Application-level high-availability

Applications that communicate over networks and cloud services are subject to transient connection failures. You want to design your applications to retry connections when errors are caused by a temporary loss in connectivity to your deployment or to IBM Cloud.

Because Databases for Redis is a managed service, regular updates and database maintenance occur as part of normal operations. This can occasionally cause short intervals where your database is unavailable. It can also cause the database to trigger a graceful fail-over, retry, and reconnect. It takes a short time for the database to determine which member is a replica and which is the leader, so you might also see a short connection interruption. Failovers generally take less than 30 seconds.

Your applications must be designed to handle temporary interruptions to the database, implement error handling for failed database commands, and implement retry logic to recover from a temporary interruption.Use IOREDIS, NODEREDIS or any other package of your choice to ensure continuity of your application.For more information, see Error detection and handling with Redis blog post.

Several minutes of database unavailability or connection interruption are not expected. Open a support case with details if you have periods longer than a minute with no connectivity so we can investigate.

Connection limits

Databases for Redis sets a maximum of 10,000 concurrent connections per deployment. This limit ensures performance stability and resource management within your Redis environment. However, not all 10,000 connections are available to clients — a portion is reserved internally for operations that maintain the state and integrity of the deployment. After reaching the connection limit, any attempts at starting a new connection result in an error. For more information, see Managing Redis connections.

Your responsibilities for HA and DR

The following information can help you create and continuously practice your plan for HA and DR.

When restoring a database from backups or using point-in-time restore, a new database is created with new connection strings. Existing workloads and processes must be adjusted to consume the new connection strings.

A recovered database may also need the same customer-created dependencies of the disaster database. Ensure that these and other services exist in the recovered region:

IBM® Key Protect for IBM Cloud®
Hyper Protect Crypto Services

Remember that deleting a database also deletes its associated backups. However, deleted databases may be recoverable within a limited timeframe. For more information, see Backups FAQ.

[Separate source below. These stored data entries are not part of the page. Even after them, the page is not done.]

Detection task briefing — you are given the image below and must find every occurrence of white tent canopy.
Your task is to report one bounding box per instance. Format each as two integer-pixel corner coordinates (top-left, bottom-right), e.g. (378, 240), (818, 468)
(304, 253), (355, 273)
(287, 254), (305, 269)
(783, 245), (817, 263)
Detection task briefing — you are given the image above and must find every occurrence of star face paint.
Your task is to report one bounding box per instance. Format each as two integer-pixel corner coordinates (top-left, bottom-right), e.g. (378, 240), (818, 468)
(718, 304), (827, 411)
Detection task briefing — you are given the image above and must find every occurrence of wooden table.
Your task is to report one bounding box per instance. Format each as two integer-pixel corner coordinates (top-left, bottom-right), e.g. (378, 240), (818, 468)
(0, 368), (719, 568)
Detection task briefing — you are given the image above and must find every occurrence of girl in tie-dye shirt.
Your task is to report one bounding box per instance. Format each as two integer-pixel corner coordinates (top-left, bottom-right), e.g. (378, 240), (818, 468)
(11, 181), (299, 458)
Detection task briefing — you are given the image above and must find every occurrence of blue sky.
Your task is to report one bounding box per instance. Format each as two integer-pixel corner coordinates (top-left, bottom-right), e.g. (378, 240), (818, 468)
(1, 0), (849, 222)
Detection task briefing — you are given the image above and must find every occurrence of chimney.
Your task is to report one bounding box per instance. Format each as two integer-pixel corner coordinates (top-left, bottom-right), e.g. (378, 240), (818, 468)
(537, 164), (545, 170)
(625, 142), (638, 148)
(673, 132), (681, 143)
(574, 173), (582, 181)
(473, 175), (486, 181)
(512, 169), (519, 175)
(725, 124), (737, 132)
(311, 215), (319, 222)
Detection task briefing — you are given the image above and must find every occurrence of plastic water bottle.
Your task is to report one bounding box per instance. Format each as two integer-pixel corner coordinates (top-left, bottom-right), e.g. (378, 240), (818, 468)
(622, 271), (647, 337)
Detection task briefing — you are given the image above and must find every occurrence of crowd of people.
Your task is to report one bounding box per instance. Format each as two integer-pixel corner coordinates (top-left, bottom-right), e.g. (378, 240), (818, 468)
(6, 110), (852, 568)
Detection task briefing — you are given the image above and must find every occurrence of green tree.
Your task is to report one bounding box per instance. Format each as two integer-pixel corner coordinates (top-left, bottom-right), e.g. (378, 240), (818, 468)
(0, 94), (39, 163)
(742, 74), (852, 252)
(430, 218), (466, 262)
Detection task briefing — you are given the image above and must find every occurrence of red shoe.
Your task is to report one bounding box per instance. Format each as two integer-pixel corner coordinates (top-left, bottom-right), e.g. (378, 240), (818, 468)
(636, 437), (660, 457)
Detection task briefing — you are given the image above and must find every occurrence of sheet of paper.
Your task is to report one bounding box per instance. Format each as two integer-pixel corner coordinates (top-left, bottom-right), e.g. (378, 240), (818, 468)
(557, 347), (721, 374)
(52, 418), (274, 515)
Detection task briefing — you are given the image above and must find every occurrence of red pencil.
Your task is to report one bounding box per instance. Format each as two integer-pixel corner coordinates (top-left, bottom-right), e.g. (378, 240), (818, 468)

It is not possible to copy backups off the IBM Cloud, so consider using the database-specific tools for additional backups. It may be required to recover from malicious database deletion followed by a reclamation-delete of a database. Careful management of IAM access to databases can help reduce exposure to this problem.

The following checklist associated with each feature can help you create and practice your plan.

Backup restore
- Verify that backups are available at the desired frequency to meet RPO requirements. Managing Cloud Databases backups documents backup frequency.
There are some restrictions on database restore regions - verify that your restore goals can be achieved by reading managing Cloud Databases backups.
- Verify that the retention period of the backups meet your requirements.
- Schedule test restores regularly to verify that the actual restored times meet the defined RTO. Remember that database size significantly impacts restore time. Consider strategies to minimize restore times, such as breaking down large databases into smaller, more manageable units and purging unused data.
- Verify the Key Protect service.

To find out more about responsibility ownership between the customer and IBM Cloud for using Databases for Redis, see Shared responsibilities for Cloud Databases.

Stay informed: IBM notifications

Updates affecting customer workloads are communicated through IBM Cloud notifications. To stay informed about planned maintenance, announcements, and release notes related to this service, refer to the Monitoring notifications and status page. In addition, regularly review the Version policy page for the latest updates on End-of-Life versions and dates.